Source: (n.d.) St Dominic Silos. Catholic Online. Retrieved on December 19th 2012 from http://www.catholic.org/saints/saint.php?saint_id=2938
In the persecution of Decius, Nemesion, an Egyptian, was apprehended at Alexandria upon an indictment for theft. The servant of Christ easily cleared himself of that charge, but was immediately accused of being a Christian, and after being scourged and tormented more than the thieves, was condemned to be burnt with the robbers and other malefactors. There stood at the same time near the prefect's tribunal four soldiers and another person, who, being Christians, boldly encouraged a confessor who was hanging on the rack. They were taken before the judge, who condemned them to be beheaded, but was astonished to see the joy with which they walked to the place of execution. Heron, Ater, and Isidore, all Egyptians, with Dioscorus, a youth only fifteen years old, were committed at Alexandria in the same persecution. After enduring the most cruel rending and disjointing of their limbs, they were burnt alive, with the exception of Dioscorus, whom the judge discharged on account of the tenderness of his years.
Source: (n.d.) St Nemesion. Catholic Saints. Retrieved on December 18th 2012 from http://www.catholic-saints.info/roman-catholic-saints-m-r/saint-nemesion.htm
Rufus and Zosimus were citizens of Antioch (or perhaps Philippi) who were brought to Rome with St. Ignatius of Antioch during the reign of Emperor Trajan. They were condemned to death for their Christianity and thrown to wild beasts in the arena two days before the martyrdom of Ignatius. Feast Day December 18.

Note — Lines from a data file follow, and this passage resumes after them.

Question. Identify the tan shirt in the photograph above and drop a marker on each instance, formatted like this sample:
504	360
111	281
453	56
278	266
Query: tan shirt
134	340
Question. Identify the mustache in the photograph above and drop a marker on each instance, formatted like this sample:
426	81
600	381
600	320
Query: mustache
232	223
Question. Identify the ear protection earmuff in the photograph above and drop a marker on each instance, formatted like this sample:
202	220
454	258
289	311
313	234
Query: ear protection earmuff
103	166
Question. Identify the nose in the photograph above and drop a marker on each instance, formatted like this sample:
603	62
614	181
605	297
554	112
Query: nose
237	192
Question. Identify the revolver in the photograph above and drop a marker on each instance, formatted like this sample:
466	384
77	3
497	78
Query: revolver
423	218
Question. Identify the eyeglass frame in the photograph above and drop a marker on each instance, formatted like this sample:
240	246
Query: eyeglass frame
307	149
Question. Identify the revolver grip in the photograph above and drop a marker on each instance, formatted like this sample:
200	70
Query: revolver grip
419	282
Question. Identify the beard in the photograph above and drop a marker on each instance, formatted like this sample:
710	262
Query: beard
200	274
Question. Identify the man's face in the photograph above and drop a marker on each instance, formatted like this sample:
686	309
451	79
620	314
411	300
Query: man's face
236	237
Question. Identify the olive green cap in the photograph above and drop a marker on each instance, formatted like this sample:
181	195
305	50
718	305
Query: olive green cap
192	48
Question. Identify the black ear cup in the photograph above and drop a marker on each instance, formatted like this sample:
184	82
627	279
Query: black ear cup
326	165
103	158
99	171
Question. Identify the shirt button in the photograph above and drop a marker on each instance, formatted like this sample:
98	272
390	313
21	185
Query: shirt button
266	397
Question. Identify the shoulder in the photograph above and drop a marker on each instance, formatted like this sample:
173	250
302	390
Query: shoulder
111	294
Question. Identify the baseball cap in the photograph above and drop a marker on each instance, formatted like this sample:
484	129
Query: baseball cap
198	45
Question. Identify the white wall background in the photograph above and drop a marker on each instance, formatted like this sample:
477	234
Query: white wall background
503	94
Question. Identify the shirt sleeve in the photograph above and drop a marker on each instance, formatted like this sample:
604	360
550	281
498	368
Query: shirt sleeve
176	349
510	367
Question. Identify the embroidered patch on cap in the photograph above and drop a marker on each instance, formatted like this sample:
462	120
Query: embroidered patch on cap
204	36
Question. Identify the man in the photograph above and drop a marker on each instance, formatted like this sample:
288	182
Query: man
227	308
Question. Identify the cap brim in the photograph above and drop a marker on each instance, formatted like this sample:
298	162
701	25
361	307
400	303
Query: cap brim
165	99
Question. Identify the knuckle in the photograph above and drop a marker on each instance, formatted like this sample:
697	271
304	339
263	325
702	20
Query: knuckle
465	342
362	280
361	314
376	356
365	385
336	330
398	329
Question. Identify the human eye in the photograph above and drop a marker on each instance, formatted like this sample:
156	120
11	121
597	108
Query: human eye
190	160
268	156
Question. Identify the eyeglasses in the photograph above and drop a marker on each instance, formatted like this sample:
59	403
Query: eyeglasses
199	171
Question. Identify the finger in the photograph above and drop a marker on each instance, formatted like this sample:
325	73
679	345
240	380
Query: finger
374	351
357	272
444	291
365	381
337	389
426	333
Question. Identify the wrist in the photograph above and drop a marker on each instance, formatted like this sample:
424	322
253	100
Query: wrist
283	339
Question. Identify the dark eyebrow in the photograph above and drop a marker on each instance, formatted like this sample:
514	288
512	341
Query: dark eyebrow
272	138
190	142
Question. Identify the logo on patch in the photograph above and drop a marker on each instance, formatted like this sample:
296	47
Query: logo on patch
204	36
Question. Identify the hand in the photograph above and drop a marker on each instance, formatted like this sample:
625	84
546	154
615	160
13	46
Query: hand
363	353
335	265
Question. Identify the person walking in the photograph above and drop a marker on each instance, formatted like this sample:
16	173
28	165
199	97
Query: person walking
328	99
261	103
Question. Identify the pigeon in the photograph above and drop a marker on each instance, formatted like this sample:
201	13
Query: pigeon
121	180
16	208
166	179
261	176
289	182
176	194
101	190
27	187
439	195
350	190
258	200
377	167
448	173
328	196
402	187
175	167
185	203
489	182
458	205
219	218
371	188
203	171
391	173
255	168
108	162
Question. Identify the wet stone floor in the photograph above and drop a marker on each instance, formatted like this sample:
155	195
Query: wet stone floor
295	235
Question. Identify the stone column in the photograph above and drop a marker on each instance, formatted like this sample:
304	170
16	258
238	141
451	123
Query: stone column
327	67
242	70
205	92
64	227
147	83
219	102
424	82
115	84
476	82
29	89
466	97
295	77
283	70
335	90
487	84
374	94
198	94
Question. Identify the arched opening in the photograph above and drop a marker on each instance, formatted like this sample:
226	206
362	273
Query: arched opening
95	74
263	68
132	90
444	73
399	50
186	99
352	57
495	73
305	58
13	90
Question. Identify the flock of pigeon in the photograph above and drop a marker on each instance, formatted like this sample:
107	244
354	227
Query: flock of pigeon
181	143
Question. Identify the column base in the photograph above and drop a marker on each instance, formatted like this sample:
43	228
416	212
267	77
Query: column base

Olympias was born into a wealthy noble Constantinople family. She was orphaned when a child and was given over to the care of Theodosia by her uncle, the prefect Procopius. She married Nebridius, also a prefect, was widowed soon after, refused several offers of marriage, and had her fortune put in trust until she was thirty by Emperor Theodosius when she also refused his choice for a husband. When he restored her estate in 391, she was consecrated deaconess and with several other ladies founded a community. She was so lavish in her almsgiving that her good friend St John Chrysostom remonstrated with her and when he became Patriarch of Constantinople in 398, he took her under his direction. She established a hospital and an orphanage, gave shelter to the expelled monks of Nitria. She was a firm supporter of Chrysostom when he was expelled in 404 from Constantinople and refused to accept the usurper Arsacius as Patriarch. She was fined by the prefect, Optatus, for refusing to accept Arsacius, and Arsacius' successor, Atticus, disbanded her community and ended her charitable works. She spent the last years of her life beset by illness and persecution but comforted by Chrysostom from his place of exile. She died in exile in Nicomedia on July 25, less than a year after the death of Chrysostom. Her feast day is December 17th.